Atelier du Bizarre_ logo

Il nome Atelier du Bizarre evoca visioni potenti e suggestive, che si riflettono anche nel vostro logo: un cuore di anatomiche oscurità, sezionato e con due iniziali. Com’è nato il vostro rapporto con la cultura e l’estetica BDSM?

Il nostro rapporto con l’estetica BDSM è nato da bisogni e sentimenti in effetti viscerali. Così come il nostro logo appunto, un cuore diviso che rappresenta tale dualità: non solo nelle nostre individualità unite nella vita e nel lavoro e rappresentate dalle nostre iniziali, ma anche dalla dicotomia che anima l’estetica che viene rappresentata attraverso le nostre “creature”. Le atmosfere che amiamo respirare, di cui ci circondiamo e che sono fonte di ispirazione, sono sia quelle date dalla cinematografia di genere e ancora più quelle che provengono dalla cultura musicale di entrambi, la quale fa propria l’estetica fetish e BDSM: il punk, il post-punk, l’industrial, il noise e il dark con le loro varie sfumature; senza però dimenticare la mitica coppia dei Cramps, Poison Ivy ed Lux Interior, che del fetish ne hanno fatto un vero e proprio marchio di fabbrica. Insomma, tutte quelle correnti musicali più oscure e marce, che ci hanno formato e che fanno parte della nostra cultura.
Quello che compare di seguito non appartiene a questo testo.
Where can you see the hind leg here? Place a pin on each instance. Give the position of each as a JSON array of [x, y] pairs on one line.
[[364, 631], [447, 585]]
no mercy mask + priestess collar + priestess wristbands

No mercy mask + priestess collar + priestess wristbands

cyclop mask

Cyclop Mask

Cosa vi ha portato a creare l’Atelier?
Federica: Atelier du Bizarre è nato sicuramente da un’esigenza: cioè ricreare accessori che avremmo voluto possedere, ma dai costi per noi assolutamente proibitivi.
Roberto era rimasto soprattutto affascinato dalle maschere di Bob Basset e Tom Banwell (i quali, nonostante nella loro produzione abbiano una connotazione nettamente più steam-punk, collaborano talvolta con stilisti d’alta moda, virando per tali occasioni, verso uno stile più fetish) ed aveva iniziato a disegnare ispirandosi sia a loro che ad altre realtà meno conosciute. Roberto, provenendo dall’accademia di belle arti, sapeva come ricreare su carta quello aveva in testa e riusciva perfettamente a riprodurre anche le cose che gli spiegavo avere io in mente. Dalla carta alla pelle il passo è stato breve e anche i primi prototipi avevano dato un risultato più che soddisfacente.
Io invece, dopo varie esperienze nell’ambito dell’abbigliamento come commerciante, arrivavo da un master in management della moda, seguito poi da varie esperienze sempre nell’ambito della moda, tra le quali è stata sicuramente più determinante e formativa, quella fatta nell’ufficio prodotto di Alexander McQueen, dove la componente fetish e sadomaso è sempre stata fondamentale e che mi ha segnato profondamente, sia dal punto di vista metodologico che da quello estetico.
C’è stato un momento quindi, che avevamo intuito che unendo le nostre competenze e talenti, potevamo non solo ricreare gli oggetti dei nostri desideri, ma anche, dare vita ad un’attività nostra. Poter magari un giorno vivere di ciò che amavamo fare: praticamente un sogno, insomma… soprattutto qui in Italia! Ma da bravi sardi, e quindi testardi e tenaci che siamo, non molleremo la presa sinchè non saremo perlomeno soddisfatti dei risultati ottenuti.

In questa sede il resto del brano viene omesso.